LA STAGIONE – Finora l’ex giocatore del Verona non è stato in grado di ripagare le aspettative. Acquistato nell’ultima sessione estiva di mercato per 22 milioni più bonus, Iturbe non è riuscito ad entrare nei sistemi di gioco del tecnico francese, che gli ha spesso preferito il serbo Ljajic, oltre all’ivoriano Gervinho. Finora il ventunenne ha collezionato 7 presenze in campionato (di cui solo 4 da titolare) e 5 in Champions League (subentrando 3 volte), riuscendo a segnare solo contro Juventus e CSKA Mosca. Numeri comunque lontani da quelli raggiunti nella scorsa stagione, quando in terra veneta realizzò 8 reti in 33 partite.
ADATTAMENTO – Vero è che il modo di giocare della squadra capitolina è non poco differente da quello predicato da Mandorlini. Il modulo è sempre il 4-3-3, ma mentre nella passata stagione il compito dell’argentino era quello di partire in contropiede e servire Toni, con la Roma è difficile che gli avversari lascino spazio ad una simile manovra. Il talento tecnico di Iturbe non è ancora sbocciato, e sembra faticare in una realtà totalmente diversa da quella dell’Hellas. Ecco perché l’occasione per il ragazzo è ghiotta: guadagnare posizioni nelle gerarchie di Garcia è utile per riscattare un inizio deludente e dimostrare di avere maggiori qualità di quelle mostrate finora.

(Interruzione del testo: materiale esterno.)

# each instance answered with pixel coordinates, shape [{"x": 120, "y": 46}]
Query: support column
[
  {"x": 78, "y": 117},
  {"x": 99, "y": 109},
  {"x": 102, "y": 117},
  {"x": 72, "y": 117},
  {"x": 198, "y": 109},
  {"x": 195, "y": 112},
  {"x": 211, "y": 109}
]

LE DICHIARAZIONI – Il tecnico giallorosso ha ricordato come la stagione di Iturbe sia stata condizionata da qualche guaio fisico che ne ha pregiudicato le prestazioni e la continuità. “Ma ora sta bene, sta ritrovando la sua velocità e la sua esplosività, fattori fondamentale per il suo gioco,” afferma il francese: “Manuel è uno sempre positivo, in campo dà tutto, magari sbaglia ma lotta e si prende dei rischi che lui e Gervinho in fase offensiva devono prendersi”. L’augurio per questo ragazzo è che possa conquistare la fiducia del proprio allenatore e risolvere i suoi problemi fisici per far fiorire il suo talento. Magari già contro il Sassuolo.